A spring, such as helical compression spring, urges the actuating lever away from a position that corresponds to the position of the depressed pedal (e.g., the braking position), with the actuating element of the switching element not being actuated by the actuating lever in this position. The spring preferably engages the lever near the bend between the two arms and presses the actuating lever in the direction opposite to the force occurring during pedal actuation.
The actuating lever acts upon a measurement device or transducer which generates an electrical signal representing the rotational position of the actuating lever, and thus the position of the pedal. Preferably, the transducer is a non-contacting transducer, such as a Hall sensor with a magnet. A permanent magnet that moves with the actuating lever is preferably arranged on the actuating lever, with the Hall sensor being fixed in the housing within the magnetic field of the permanent magnet. When the permanent magnet is moved due to actuation of the actuating lever, the magnetic flux within the region of the Hall sensor, and consequently its output signal, are changed. Preferably, the permanent magnet is mounted on the actuating lever near to its rotational axis, and is aligned so that an axis which connects the magnetic north pole and the magnetic south pole extends approximately perpendicular to the rotational axis of the actuating lever.
In order to achieve a largely linear correlation between the pedal position, and consequently the rotational position of the actuating lever, on the one hand, and the sensor signal on the other hand, one particularly advantageous arrangement of the Hall sensor is characterized by the fact that the Hall sensor is arranged to be approximately in the mid-plane extending between the magnetic north pole and the magnetic south pole of the permanent magnet. In this arrangement, the permanent magnet moves almost linearly along its north-south alignment past the Hall sensor when the actuating lever is turned. Consequently, the Hall sensor signal is approximately proportional to the rotational position of the permanent magnet and thus is proportional to the excursion of the actuating lever and the pedal displacement.

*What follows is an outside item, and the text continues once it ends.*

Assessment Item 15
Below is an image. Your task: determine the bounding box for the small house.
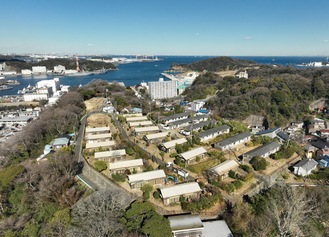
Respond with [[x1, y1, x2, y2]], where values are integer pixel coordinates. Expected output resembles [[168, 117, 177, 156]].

In motor vehicles which have two brake independently operable brake pedals, the pedal displacement sensor preferably includes two rotatable actuating levers in a single sealed housing, each corresponding to one of the brake pedals. A switching element and a transducer is assigned to each of the two actuating levers.
In order to allow a direct evaluation of the signals of the switching elements and transducers, it is advantageous to arrange additional electrical or electronic components in the housing of the pedal displacement sensor, such as relays and/or printed circuit boards with electrical components. This reduces the requirements with respect to cable harnesses and plug connections.
Preferably, the pedal displacement sensor is a pre-assembled module, in which all components that determine the pedal position are accommodated in a hermetically sealed housing, and which can be manufactured and adjusted so that it is ready for use by a component supplier. Then, during final assembly of the motor vehicle, the module can be installed in the vicinity of the pedal in the form of a unit, without requiring any subsequent adjustments.